Es gibt architektonische Wahrzeichen der Stadt Lübeck: Die Marienkirche, das Holstentor, das Buddenbrookhaus.
Das geheime und süsseste Wahrzeichen Lübecks aber ist das Marzipan.
Es gibt sie, die Stadt aus Marzipan. Zu sehen im Museum des bekannten Marzipanproduzenten Niederegger.
Obwohl man weiss, dass das Marzipan im Orient erfunden wurde, erzählen die Lübecker gern folgende Legende: Im Jahre 1407 gab es eine Hungersnot, nur noch Zucker und Mandeln waren vorrätig. So wurde dieses “Brot” erfunden. Se non è vero è ben trovato. 🙂
Nach dem Tod des Konditors Johann Gerhard Maret 1804 führte sein langjähriger Geselle Johann Georg Niederegger die Konditorei weiter. 1822 gründete er seine eigene Firma.
In den folgenden Jahrzehnten wurden in Lübeck etwa ein Dutzend Marzipan-Fabriken gegründet, die den Grundstein für die heutige weltweite Verbreitung der Süssigkeit legten.
Nun aber Lübeck: beginnend beim Bahnhof und das Marzipan zum Schluss.
Der lübsche Bahnhof ist in ortsüblicher Backsteinarchitektur gebaut.
Vom Bahnhof aus überquerten wir eine Brücke zum Stadtzentrum. Bismarck streng preussisch. Eine wohlbeleibte Dame in griechischer Montur auf eine Säule gelehnt. Und…
… die breite Palette von Lübeck kennen zu lernen macht Spass!
Lübecks Wahrzeichen ist das Holstentor.
Mit ihren Backsteinbauten mit reichen Portalen und Treppenfassaden vor dem “Fast-Nichts” wollten die Lübecker Bürger ihren Reichtum demonstrieren.

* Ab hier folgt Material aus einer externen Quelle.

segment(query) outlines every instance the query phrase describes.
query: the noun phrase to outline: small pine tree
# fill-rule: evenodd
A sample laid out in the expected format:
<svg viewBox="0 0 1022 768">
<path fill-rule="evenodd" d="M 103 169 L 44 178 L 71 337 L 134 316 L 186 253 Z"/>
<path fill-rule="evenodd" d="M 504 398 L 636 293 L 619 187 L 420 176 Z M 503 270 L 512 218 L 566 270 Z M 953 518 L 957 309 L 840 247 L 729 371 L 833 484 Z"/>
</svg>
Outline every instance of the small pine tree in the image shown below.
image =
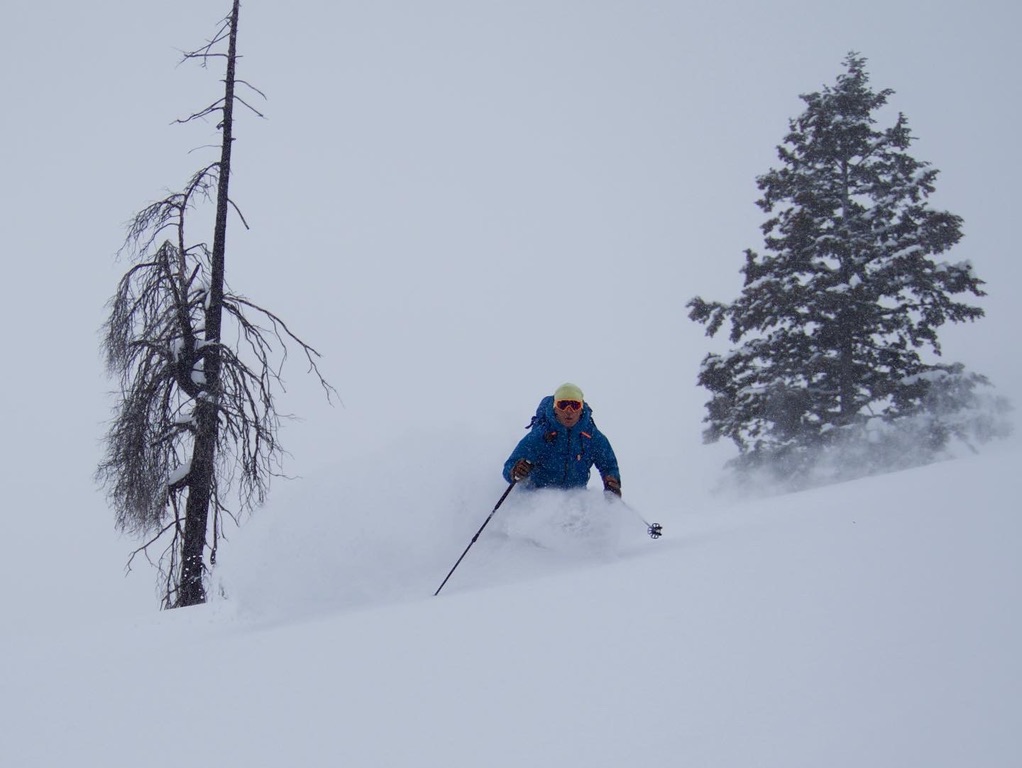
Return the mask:
<svg viewBox="0 0 1022 768">
<path fill-rule="evenodd" d="M 962 219 L 928 206 L 938 172 L 908 153 L 905 117 L 876 127 L 892 91 L 871 90 L 857 54 L 844 64 L 833 88 L 801 97 L 805 111 L 778 147 L 781 168 L 757 179 L 757 205 L 770 215 L 765 253 L 746 252 L 741 296 L 688 305 L 708 335 L 730 321 L 738 345 L 702 362 L 699 383 L 712 393 L 704 438 L 731 439 L 737 467 L 794 485 L 825 463 L 832 477 L 875 468 L 848 456 L 855 445 L 863 456 L 883 454 L 875 444 L 890 430 L 880 423 L 907 427 L 924 413 L 931 425 L 948 422 L 947 403 L 933 407 L 935 381 L 964 381 L 970 395 L 985 383 L 921 356 L 940 355 L 943 323 L 983 316 L 955 298 L 984 296 L 983 282 L 968 263 L 936 260 L 962 238 Z M 964 431 L 931 428 L 911 462 L 932 458 L 955 434 Z"/>
</svg>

Ich liebe die Farbnuancen von Backstein an den hansischen Giebelhäusern.
Die Backsteinarchitektur entlang der norddeutschen Nord- und Ostseeküste zeigt sich ganz besonders in Lübeck, seit 1987 erstes Stadtensemble in Deutschland, das zum Weltkulturerbe der UNESCO ernannt wurde.

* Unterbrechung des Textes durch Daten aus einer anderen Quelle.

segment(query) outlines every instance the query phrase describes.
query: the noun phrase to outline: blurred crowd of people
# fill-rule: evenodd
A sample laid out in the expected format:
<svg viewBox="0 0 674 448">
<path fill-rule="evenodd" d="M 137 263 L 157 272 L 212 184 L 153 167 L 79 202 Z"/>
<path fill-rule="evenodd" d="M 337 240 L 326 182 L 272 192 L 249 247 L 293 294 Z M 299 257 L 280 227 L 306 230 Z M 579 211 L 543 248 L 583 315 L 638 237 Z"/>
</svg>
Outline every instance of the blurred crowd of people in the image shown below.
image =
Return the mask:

Die Backsteinmauern haben oft eine wunderschöne Patina.
Lübeck, die ehemalige „Königin der Hanse“, repräsentiert mit ihrer Backsteinarchitektur die Werte der Hansestädte: Bürgerstolz, faire Wahrung des gegenseitigen Vorteils, Austausch von Waren, Kultur und Wissen, gegenseitiges Lernen, Zusammenarbeit und Respekt über Grenzen hinweg… eigentlich eine Vorwegnahme der Ziele der EU.

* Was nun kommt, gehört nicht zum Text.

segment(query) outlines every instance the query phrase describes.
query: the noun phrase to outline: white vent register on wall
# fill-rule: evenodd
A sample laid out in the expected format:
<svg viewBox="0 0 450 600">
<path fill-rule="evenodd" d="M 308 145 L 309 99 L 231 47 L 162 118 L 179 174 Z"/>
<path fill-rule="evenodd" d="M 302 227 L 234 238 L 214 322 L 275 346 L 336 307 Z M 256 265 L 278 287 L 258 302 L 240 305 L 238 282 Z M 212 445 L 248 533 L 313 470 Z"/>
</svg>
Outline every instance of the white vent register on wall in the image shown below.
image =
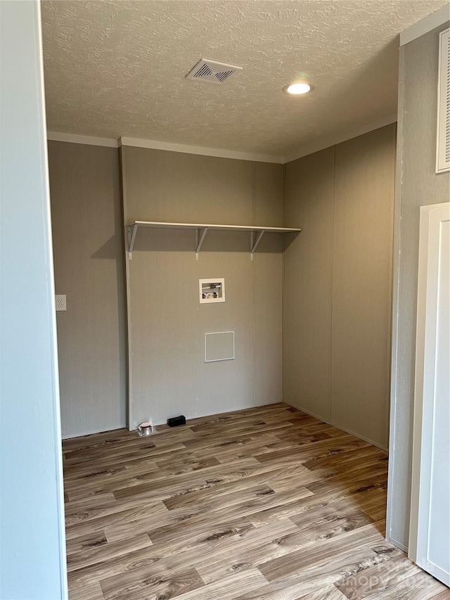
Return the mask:
<svg viewBox="0 0 450 600">
<path fill-rule="evenodd" d="M 439 35 L 436 172 L 450 170 L 450 29 Z"/>
</svg>

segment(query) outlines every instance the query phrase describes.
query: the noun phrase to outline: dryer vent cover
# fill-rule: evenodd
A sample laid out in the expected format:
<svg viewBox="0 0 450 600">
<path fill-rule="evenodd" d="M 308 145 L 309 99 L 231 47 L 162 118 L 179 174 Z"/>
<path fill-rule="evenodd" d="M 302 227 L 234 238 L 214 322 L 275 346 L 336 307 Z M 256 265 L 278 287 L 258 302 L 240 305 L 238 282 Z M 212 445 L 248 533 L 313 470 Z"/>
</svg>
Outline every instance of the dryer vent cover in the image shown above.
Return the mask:
<svg viewBox="0 0 450 600">
<path fill-rule="evenodd" d="M 242 67 L 227 65 L 226 63 L 218 63 L 202 58 L 186 76 L 187 79 L 207 82 L 208 83 L 222 84 L 229 79 L 236 71 L 242 71 Z"/>
</svg>

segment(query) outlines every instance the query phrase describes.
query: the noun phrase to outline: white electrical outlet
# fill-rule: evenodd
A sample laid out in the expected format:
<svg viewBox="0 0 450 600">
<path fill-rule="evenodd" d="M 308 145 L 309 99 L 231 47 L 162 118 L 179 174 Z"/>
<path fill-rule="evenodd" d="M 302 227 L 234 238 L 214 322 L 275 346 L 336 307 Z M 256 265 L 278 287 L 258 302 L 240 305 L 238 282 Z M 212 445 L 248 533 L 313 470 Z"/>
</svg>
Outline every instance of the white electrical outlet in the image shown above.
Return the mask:
<svg viewBox="0 0 450 600">
<path fill-rule="evenodd" d="M 56 310 L 67 310 L 65 304 L 65 294 L 56 294 L 55 296 L 56 300 Z"/>
</svg>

Wir Binnenländer kennen das Wort Hansestadt von den Autoschildern HH, HB und HL, Hamburg, Bremen und Lübeck.
Hansestädte sind Städte, die sich dem mittelalterlichen Kaufmanns- und Städtebund der Hanse angeschlossen hatten. Darunter waren vor allem Hafenstädte in den Küstenregionen, aber auch Städte im Binnenland, vor allem an bedeutenden Flüssen. Durch Freihandel und ein geschäftstüchtiges Bürgertum gelangten viele Hansestädte zu Wohlstand, was noch heute an historischen Bauwerken zu erkennen ist.
Unter einem “Hanseaten” verstand man ein Mitglied der Oberschicht der drei Hansestädte Hamburg, Bremen und Lübeck.
Ihren Ausgangspunkt nahm die Hanse Mitte des 12. Jahrhunderts in Lübeck, das als „Mutter der Hanse“ gilt. Zuerst war der Verbund der bis zu 200 Städte in der Hanse lose und wurde mit keinem Vertrag schriftlich geregelt. Die Hanse selbst wollte Anzahl und Namen ihrer Städte nie festlegen. So weigerte sie sich gegenüber dem König von England, eine detaillierte Liste mit Städtenamen vorzulegen.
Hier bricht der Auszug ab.